Description
Prerequisites
- I am running the latest code. Mention the version if possible as well.
- I carefully followed the README.md.
- I searched using keywords relevant to my issue to make sure that I am creating a new issue that is not already open (or closed).
- I reviewed the Discussions, and have a new and useful enhancement to share.
Feature Description
I ran into problem running nvidia_Llama-3_3-Nemotron-Super-49B-v1-GGUF model in LM Studio on dual RTX 3090 setup. LM Studio splits model evenly among GPUs (default llama-cli option), but in case of Nemotron with much bigger first layers it leads to very unequal VRAM usage.
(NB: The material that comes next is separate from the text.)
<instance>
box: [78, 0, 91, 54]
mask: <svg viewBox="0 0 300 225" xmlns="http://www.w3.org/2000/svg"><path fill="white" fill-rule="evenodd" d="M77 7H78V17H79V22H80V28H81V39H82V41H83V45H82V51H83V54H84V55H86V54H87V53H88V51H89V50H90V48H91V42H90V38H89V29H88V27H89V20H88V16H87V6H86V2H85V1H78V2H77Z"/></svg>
This results in OOM, when I try to increase context size while having plenty of free VRAM on the second GPU. I got exactly the same behavior by using llama-cli with default even split.
Motivation
This is necessary for any model that has unbalanced structure, e.g. first layers are much bigger than later ones. Without this feature downstream application wouldn't be able to load model weights evenly and use VRAM efficiently in case of multi GPU setup, since it doesn't have info about layers sizes.
Possible Implementation
Please make equivalent to --tensor-split command or change it behavior to split according VRAM usage rather than number of layers for convenient use of models with asymmetric layers sizes. Possible implementation, in case of two GPUs: solve one equation with k, where k is a number of layers offloaded to GPU0 in such a way that sum of sizes of first k layers approximately equals to the sum of sizes of n-k last layers.